During closing of the lid 220, a force is applied to the lid 220 that is sufficient to pivot the ring 120 forward and pull the ring 120 upward, thereby causing the protrusion 118 to flex such that the first side 120a of the ring 120 can pass through the intermediate region 112c and move back to the second region 112b of the guide track 112. As shown, the second region 112b can have a length that is sufficiently greater than the first region 112a to allow the ring 120 to move up and down, thereby allowing the lid 220 to be partially opened and closed without the need to pass through the intermediate region 112c. The user will thus only have to apply a force to move the ring 120 through the intermediate region 112c when the lid is almost fully opened, i.e., in order to move the lid 220 to the fully opened position.

FIG. 8 illustrates another exemplary embodiment of a latch assembly 300 having an insert 310, a ring 120, and a plunger 330. The latch assembly 300 is substantially similar to latch assembly 100 described above except that the insert 310 is configured to retain the plunger 330. In particular, as shown, each arm 310a, 310b can include a groove 317a, 317b that seats a lip 331a, 331b on opposed sides of the insert 330. The plunger 330 is configured to be inserted into the insert 310 by advancing the lips 331a, 331b until sufficient force is applied to deflect the arms 310a, 310b outward, allowing the lips 331a, 331b to passthrough the opening between the arms 310a, 310ba and to extend into the grooves 317a, 317b, thereby locking the plunger 330 in the insert 310. The grooves 317a, 317b hold the insert 310 at a location that causes a projection 332 on the insert 330 to extend into the guide track 312. When the plunger 330 is retained in the insert 310, the projection 332 will act to restrict movement of the ring 120 between the first and second positions, as explained above.

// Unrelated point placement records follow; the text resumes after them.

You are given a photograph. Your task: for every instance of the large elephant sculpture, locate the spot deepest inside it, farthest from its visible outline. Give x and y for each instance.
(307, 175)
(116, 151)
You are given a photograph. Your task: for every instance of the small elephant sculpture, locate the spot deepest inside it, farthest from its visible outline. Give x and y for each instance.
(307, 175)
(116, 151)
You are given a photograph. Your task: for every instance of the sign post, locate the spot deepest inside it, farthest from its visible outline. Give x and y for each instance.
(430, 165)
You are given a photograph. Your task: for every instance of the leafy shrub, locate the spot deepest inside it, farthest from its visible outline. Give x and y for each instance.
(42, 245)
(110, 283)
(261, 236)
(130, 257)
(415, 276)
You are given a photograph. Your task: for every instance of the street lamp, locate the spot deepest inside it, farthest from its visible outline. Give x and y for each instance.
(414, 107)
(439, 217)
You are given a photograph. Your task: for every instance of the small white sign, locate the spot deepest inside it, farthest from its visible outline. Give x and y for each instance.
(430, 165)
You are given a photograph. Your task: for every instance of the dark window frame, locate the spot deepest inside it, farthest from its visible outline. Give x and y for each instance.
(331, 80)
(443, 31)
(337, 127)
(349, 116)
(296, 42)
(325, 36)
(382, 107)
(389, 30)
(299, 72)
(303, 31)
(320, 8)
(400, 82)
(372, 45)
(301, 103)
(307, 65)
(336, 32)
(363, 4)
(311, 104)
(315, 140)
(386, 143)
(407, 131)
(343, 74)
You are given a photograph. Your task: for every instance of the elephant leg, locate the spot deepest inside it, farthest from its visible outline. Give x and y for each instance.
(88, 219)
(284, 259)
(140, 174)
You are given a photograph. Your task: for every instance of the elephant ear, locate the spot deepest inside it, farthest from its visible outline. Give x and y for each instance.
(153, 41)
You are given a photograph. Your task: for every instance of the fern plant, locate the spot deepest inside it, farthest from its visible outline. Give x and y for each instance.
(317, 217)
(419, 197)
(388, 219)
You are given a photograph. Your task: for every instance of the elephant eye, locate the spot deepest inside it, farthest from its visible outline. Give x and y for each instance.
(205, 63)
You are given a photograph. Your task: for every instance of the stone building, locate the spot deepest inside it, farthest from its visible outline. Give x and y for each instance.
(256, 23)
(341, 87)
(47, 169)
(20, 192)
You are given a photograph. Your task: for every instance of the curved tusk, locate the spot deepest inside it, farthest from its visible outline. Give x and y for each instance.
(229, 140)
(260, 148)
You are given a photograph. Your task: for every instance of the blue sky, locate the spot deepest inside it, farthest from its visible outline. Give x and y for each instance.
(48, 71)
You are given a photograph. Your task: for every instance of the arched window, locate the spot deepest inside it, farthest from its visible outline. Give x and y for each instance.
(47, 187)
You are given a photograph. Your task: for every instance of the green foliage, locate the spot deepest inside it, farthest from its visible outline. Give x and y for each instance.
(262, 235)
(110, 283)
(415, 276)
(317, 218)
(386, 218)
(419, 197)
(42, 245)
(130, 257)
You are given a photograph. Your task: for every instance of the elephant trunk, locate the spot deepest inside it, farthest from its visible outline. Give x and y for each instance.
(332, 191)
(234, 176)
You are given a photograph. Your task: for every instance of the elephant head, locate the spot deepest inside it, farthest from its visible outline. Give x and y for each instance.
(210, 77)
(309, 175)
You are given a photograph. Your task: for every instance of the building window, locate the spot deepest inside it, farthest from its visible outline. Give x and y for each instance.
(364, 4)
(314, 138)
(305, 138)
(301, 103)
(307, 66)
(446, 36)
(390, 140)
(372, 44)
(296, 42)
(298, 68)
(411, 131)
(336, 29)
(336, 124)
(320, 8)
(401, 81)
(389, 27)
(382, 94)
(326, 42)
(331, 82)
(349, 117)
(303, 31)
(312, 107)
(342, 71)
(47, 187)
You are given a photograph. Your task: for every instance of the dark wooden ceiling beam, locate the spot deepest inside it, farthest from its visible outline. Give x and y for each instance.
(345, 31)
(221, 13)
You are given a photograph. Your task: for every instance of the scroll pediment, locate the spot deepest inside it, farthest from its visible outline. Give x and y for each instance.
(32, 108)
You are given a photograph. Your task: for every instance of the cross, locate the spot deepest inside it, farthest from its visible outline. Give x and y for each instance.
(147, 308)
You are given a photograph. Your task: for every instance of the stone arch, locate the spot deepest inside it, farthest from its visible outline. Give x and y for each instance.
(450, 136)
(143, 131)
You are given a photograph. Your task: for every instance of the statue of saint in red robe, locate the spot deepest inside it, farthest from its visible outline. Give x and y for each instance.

Approximating language, as used herein throughout the specification and claims, may be applied to modify any quantitative representation that could permissibly vary without resulting in a change in the basic function to which it is related. Accordingly, a value modified by a term or terms, such as “about,” “approximately,” and “substantially,” are not to be limited to the precise value specified. In at least some instances, the approximating language may correspond to the precision of an instrument for measuring the value. Here and throughout the specification and claims, range limitations may be combined and/or interchanged, such ranges are identified and include all the sub-ranges contained therein unless context or language indicates otherwise.

One skilled in the art will appreciate further features and advantages of the invention based on the above-described implementations. Accordingly, the present application is not to be limited by what has been particularly shown and described, except as indicated by the appended claims. All publications and references cited herein are expressly incorporated by reference in their entirety.

The present disclosure has been described above by way of example only within the context of the overall disclosure provided herein. It will be appreciated that modifications within the spirit and scope of the claims may be made without departing from the overall scope of the present disclosure.